South Africa faces slower economic growth as mining strikes erode investor confidence, while inflation risks are balanced, the Reserve Bank said.
Higher food and oil costs, combined with a weaker rand, are adding to price pressures, though that’s being offset by benign demand pressures, the central bank said in its Monetary Policy Review released in Pretoria yesterday.
“Growth risks remain skewed to the downside while inflation risks appear fairly evenly balanced,” the bank said. “Recent volatility in the mining sector and a weaker secondary sector suggest lower output growth for the economy as a whole in the third and likely fourth quarters of 2012.”
The Reserve Bank kept the benchmark repurchase rate at 5 percent, the lowest level in more than 30 years, on Sept. 20 after a surprise cut in July to stimulate Africa’s largest economy. The bank has lowered its growth forecasts this year as strikes spread in the gold and platinum industry, while raising inflation projections. Consumer prices rose 5.5 percent in September from a year earlier, staying inside the bank’s 3 percent to 6 percent target band.
“For the last two meetings, we have seen risks to the inflation outlook evenly balanced,” Brian Kahn, an adviser to Governor Gill Marcus and a member of the Monetary Policy Committee, said in Pretoria yesterday. “It’s hard to say what we’re more concerned about,” he said, referring to inflation and growth risks. “We’re clearly concerned about both,” he said.
A weaker rand threatens to boost inflation, adding to risks from rising global food and fuel prices, according to the report. While pressure from wages had moderated in 2011, recent increases offered to striking mineworkers have made the outlook “uncertain,” it said.
Inflation is forecast to average 5.1 percent in the third quarter and 5.2 percent next year, the central bank said.
Strikes that began at Lonmin Plc’s Marikana mine in August and spread to shafts owned by Anglo American Platinum Ltd. and Gold Fields Ltd. have cost the economy 10.1 billion rand ($1.17 billion) in lost output this year, Finance Minister Pravin Gordhan said on Oct. 25. Lonmin ended a six-week illegal strike by giving workers increases of as much as 22 percent.

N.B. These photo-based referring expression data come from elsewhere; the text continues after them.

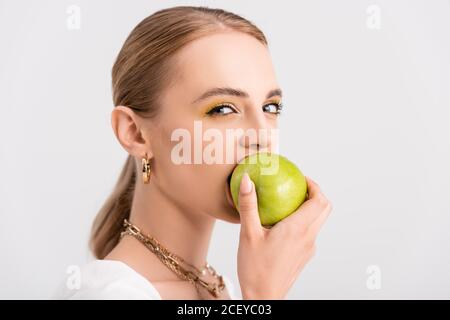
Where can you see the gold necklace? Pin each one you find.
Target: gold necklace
(173, 262)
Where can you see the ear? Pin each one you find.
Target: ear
(130, 131)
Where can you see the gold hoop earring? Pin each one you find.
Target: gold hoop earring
(146, 169)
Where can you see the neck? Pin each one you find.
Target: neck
(179, 229)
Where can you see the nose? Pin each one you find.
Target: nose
(258, 133)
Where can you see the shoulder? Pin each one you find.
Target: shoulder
(106, 279)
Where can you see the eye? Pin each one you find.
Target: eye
(222, 109)
(273, 108)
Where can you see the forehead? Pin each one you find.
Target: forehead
(230, 59)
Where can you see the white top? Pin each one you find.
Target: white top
(111, 279)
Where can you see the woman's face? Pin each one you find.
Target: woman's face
(189, 121)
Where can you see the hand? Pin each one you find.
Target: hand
(270, 260)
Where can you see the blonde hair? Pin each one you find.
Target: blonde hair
(141, 71)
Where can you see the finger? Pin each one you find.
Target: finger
(248, 207)
(316, 226)
(311, 209)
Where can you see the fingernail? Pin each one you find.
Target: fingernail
(246, 184)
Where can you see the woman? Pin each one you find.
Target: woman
(180, 67)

“Recent high wage settlements in the mining sector could set a precedent for wage settlements more generally,” the report said. “Greater stability in the wage and industrial relations environment would boost confidence and prove supportive of growth across the economy in coming months.”
The strikes have shaved off 50 basis points from this year’s economic growth rate, National Treasury Director General Lungisa Fuzile said on Oct. 26. The government is forecasting 2.5 percent expansion this year.
Standard & Poor’s and Moody’s Investors Service have lowered South Africa’s credit rating, citing slower growth and pressure on the government to boost spending to tackle a 25 percent unemployment rate. Since the Moody’s downgrade to Baa1 on Sept. 27, the rand has declined 4.8 percent against the dollar, the worst performer of the 16 major currencies tracked by Bloomberg. The rand lost less than 0.1 percent to 8.6483 per dollar by 7:53 a.m. in Johannesburg.
The currency may come under pressure as the current-account deficit widens, the central bank said. The shortfall on the current account, the broadest measure of trade in goods and services, widened to 6.4 percent of GDP in the second quarter, the biggest in almost four years.
Factors that boosted the deficit this year, such as rising imports and higher dividend payments, may moderate in coming months, Chris Loewald, head of research at the central bank, said in Pretoria yesterday.